Ce n’est qu’à dix-huit ans, une solide formation de piano classique en poche, que la jeune fille se risque à poser des textes - écrits par sa mère - sur ses compositions. "Je chantais déjà derrière mon piano mais sans vraies paroles. C’est ma voisine de l’époque, Monique Giroux (chroniqueuse musique très connue de Radio Canada, ndlr), qui m’a poussée à interpréter de vraies chansons et à participer à un concours célèbre chez nous qui s’appelle Ma première place des arts." Contre toute attente, elle s’y retrouve en demi-finale. Transformée par cette nouvelle expérience : "C’était la première fois que je me retrouvais sur scène à faire autre chose que du Bach ou du Rachmaninov et j’ai adoré !"

 

La carrière de Catherine a beau démarrer sous une bonne étoile, elle ne lâche pas les études pour autant. Elle décroche en 2003 un diplôme de piano jazz et blinde ainsi son savoir-faire pianistique. "Toute cette technique fait que je parle aujourd’hui la même langue que mes musiciens et que je peux aller avec eux plus loin dans la composition de mes chansons." La chanteuse en écrit parfois les paroles, mais pas à tous les coups. "Je me cherche encore sur l’écriture, elle ne vient que d’une émotion extrême alors je demande la plupart du temps à d’autres d’écrire pour moi." Sur quatorze titres, trois sont d’elle sur Rose Sang, album où il est question d’amours déchirantes, de migrations vers le Sahara, de mort et de ce maudit temps qui nous file trop vite entre les doigts.

Eprise de francophonie

 

Bien que née à Montréal et indéfectiblement attachée à cette ville bilingue, Catherine Major n’a jamais eu la tentation de l’anglais : "J’en ai presque une aversion. C’est une belle langue mais elle est bien trop présente à Montréal et le français est tellement riche en rimes, en rythmes, en couleurs". Eprise de francophonie (elle a d’ailleurs reçu en 2004 le prix Coup de cœur de l’Académie Charles-Cros pour son premier album Par-dessus bord), Catherine l’est aussi de ses chantres. Elle cite parmi ses mentors musicaux Jacques Brel, Alain Bashung, Gilles Vigneault, Richard Desjardins ou encore Mano Solo. "La chanson québécoise et française se complètent. Sans compter l’accent, l’une et l’autre ne mordent pas pareil dans la langue et dans l’interprétation. En France, on dirait que ça se passe moins avec le corps, mais plus avec la tête. Au Québec et en Amérique en général, nous sommes très physiques avec nos instruments, très 'sex' comme on dit chez nous."

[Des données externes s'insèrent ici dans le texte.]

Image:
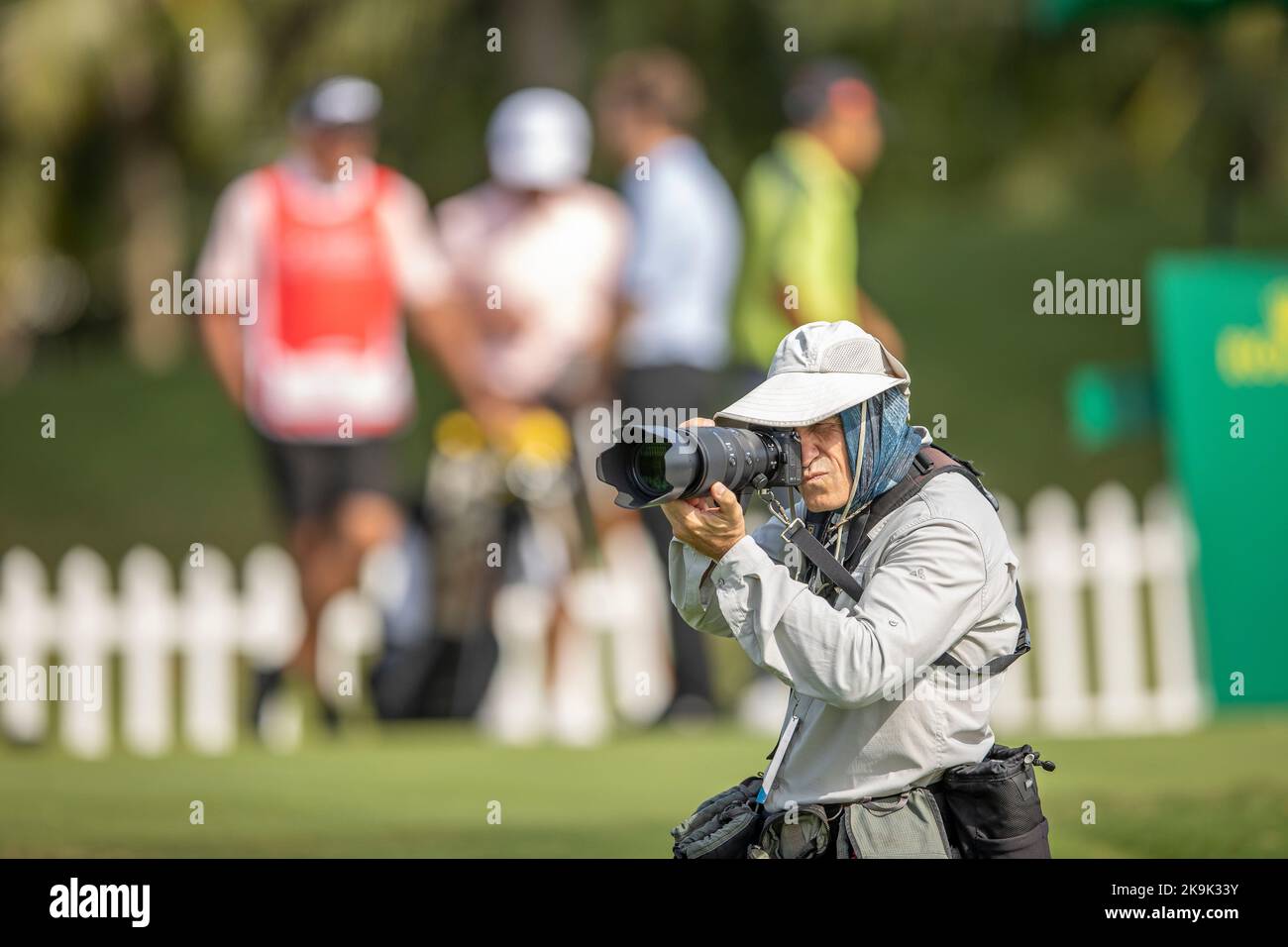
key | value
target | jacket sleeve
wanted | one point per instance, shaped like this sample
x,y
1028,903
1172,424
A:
x,y
927,590
692,586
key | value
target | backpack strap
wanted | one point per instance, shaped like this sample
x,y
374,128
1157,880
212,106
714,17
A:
x,y
930,462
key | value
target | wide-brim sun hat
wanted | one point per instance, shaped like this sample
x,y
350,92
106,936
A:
x,y
539,140
819,369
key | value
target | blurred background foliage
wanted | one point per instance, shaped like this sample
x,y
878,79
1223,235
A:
x,y
1059,158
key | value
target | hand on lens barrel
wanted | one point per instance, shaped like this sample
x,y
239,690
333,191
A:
x,y
709,526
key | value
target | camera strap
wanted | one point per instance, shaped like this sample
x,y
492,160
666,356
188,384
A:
x,y
928,463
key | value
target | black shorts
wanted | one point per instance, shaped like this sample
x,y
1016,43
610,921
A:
x,y
310,479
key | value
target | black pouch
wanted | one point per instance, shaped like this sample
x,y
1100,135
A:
x,y
722,826
995,805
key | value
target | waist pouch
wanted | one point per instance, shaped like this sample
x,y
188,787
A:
x,y
803,831
905,826
995,806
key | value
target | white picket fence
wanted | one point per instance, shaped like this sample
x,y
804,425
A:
x,y
178,650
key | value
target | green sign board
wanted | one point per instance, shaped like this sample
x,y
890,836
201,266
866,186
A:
x,y
1222,339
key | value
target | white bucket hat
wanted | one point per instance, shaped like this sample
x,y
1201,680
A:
x,y
539,140
819,369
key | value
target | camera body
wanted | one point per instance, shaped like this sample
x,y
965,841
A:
x,y
651,466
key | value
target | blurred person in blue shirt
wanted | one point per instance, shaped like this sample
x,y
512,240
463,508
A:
x,y
671,339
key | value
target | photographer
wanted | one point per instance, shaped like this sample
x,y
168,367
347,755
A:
x,y
876,712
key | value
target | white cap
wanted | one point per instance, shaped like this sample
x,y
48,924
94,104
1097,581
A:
x,y
539,140
342,101
819,369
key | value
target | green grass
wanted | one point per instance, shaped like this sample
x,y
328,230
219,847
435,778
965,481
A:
x,y
426,789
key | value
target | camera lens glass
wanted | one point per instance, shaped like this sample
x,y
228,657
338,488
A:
x,y
651,467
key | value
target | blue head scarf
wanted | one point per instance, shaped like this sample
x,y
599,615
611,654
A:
x,y
889,445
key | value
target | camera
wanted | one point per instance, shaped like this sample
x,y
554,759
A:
x,y
651,466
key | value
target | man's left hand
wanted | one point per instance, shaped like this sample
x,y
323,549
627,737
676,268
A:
x,y
708,530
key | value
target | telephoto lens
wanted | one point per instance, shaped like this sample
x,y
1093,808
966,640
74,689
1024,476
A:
x,y
651,466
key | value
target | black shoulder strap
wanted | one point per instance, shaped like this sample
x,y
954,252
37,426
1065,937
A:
x,y
928,463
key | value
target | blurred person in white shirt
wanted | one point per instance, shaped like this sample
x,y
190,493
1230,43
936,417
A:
x,y
340,248
537,253
673,342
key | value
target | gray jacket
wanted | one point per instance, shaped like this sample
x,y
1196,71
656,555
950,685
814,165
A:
x,y
938,577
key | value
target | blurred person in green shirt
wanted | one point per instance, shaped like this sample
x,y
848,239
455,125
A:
x,y
802,200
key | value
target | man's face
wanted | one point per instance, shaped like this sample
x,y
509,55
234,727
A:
x,y
327,147
824,467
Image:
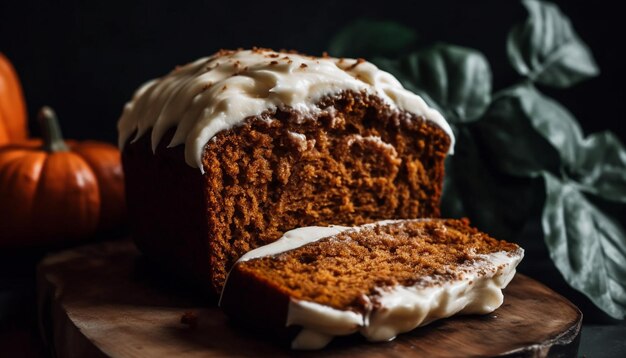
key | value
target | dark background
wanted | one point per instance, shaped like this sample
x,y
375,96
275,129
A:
x,y
86,59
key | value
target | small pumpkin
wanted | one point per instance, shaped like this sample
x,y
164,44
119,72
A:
x,y
12,106
53,191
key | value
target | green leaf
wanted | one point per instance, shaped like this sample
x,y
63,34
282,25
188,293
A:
x,y
546,49
496,203
456,80
601,169
531,132
587,246
369,38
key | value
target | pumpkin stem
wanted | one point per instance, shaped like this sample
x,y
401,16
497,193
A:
x,y
51,131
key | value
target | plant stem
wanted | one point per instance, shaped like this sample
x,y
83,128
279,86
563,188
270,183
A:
x,y
51,131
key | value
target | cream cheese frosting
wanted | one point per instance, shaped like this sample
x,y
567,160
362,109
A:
x,y
398,309
216,93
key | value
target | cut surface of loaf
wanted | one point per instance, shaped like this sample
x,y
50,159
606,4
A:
x,y
352,147
379,279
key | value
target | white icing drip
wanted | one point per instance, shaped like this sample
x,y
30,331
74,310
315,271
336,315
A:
x,y
295,238
402,309
398,309
213,94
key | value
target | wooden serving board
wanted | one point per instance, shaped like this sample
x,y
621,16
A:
x,y
100,300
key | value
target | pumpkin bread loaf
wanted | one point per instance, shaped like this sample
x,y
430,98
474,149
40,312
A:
x,y
378,279
227,153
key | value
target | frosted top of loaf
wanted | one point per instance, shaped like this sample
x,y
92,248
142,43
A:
x,y
216,93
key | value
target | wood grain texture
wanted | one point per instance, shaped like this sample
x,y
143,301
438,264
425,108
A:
x,y
104,300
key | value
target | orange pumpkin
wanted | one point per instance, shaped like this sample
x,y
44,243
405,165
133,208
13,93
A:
x,y
53,191
12,106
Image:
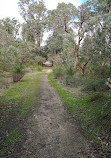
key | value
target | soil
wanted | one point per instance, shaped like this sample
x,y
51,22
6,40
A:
x,y
52,132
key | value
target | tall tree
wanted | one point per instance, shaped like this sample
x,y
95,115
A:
x,y
35,15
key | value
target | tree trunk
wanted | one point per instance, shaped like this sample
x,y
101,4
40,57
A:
x,y
76,55
39,46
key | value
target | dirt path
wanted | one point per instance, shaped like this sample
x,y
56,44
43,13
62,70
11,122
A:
x,y
52,132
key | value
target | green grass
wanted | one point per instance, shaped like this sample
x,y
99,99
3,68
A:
x,y
92,111
17,102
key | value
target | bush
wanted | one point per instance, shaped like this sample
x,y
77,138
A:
x,y
95,85
58,71
18,70
70,71
18,73
39,68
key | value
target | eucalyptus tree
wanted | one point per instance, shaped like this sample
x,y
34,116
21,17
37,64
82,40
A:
x,y
35,16
55,43
100,30
67,18
11,26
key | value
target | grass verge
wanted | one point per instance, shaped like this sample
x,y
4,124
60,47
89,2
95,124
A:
x,y
94,114
15,104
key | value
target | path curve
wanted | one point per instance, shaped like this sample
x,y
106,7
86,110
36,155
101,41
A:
x,y
52,131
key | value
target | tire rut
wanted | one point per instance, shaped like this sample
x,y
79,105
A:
x,y
52,131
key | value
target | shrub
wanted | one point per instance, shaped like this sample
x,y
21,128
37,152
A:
x,y
39,68
58,71
18,73
70,71
18,70
95,85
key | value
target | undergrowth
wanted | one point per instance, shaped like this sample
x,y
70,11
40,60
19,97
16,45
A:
x,y
94,114
16,103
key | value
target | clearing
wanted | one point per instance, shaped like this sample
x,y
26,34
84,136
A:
x,y
52,131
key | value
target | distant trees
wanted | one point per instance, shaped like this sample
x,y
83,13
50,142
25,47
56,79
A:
x,y
35,16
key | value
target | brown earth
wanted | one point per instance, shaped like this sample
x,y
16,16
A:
x,y
52,131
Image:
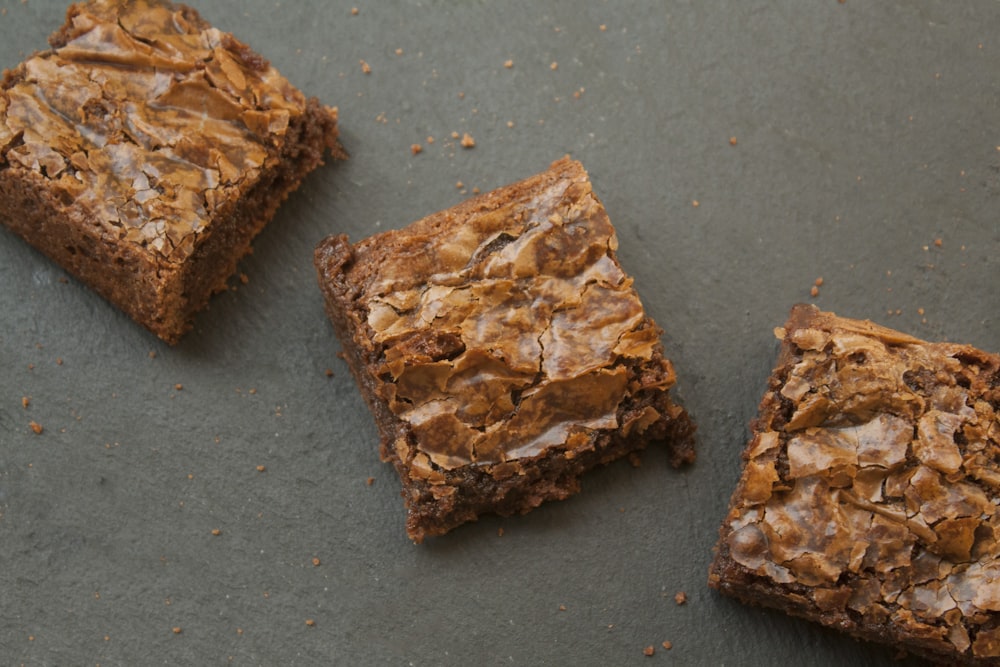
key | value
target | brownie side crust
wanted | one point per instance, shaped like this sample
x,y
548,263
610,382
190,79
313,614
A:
x,y
502,350
145,150
869,495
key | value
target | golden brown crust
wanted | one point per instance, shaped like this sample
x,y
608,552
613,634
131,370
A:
x,y
868,499
497,339
146,149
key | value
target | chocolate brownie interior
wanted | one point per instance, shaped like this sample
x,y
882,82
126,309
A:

Une affirmation à vérifier de toute urgence lors de ses concerts à Paris, en Belgique ou chez elle, au Québec. Le printemps venu, la belle se fera plus discrète. Si elle a donné naissance il y a peu à une petite fille, elle a encore bien des projets à enfanter : la bande-son d’une émission de télé imaginée avec une amie réalisatrice, celle de nombreux documentaires et surtout, la réalisation d’un troisième album. Elle nous l’a promis, celui-ci devrait traverser l’Atlantique plus vite que le précédent.

Catherine Major Rose Sang (Abacaba) 2009
En concert les 26 et 27 janvier 2010 aux Trois Baudets, à Paris et le 22 mars 2010 à l’Européen, à Paris.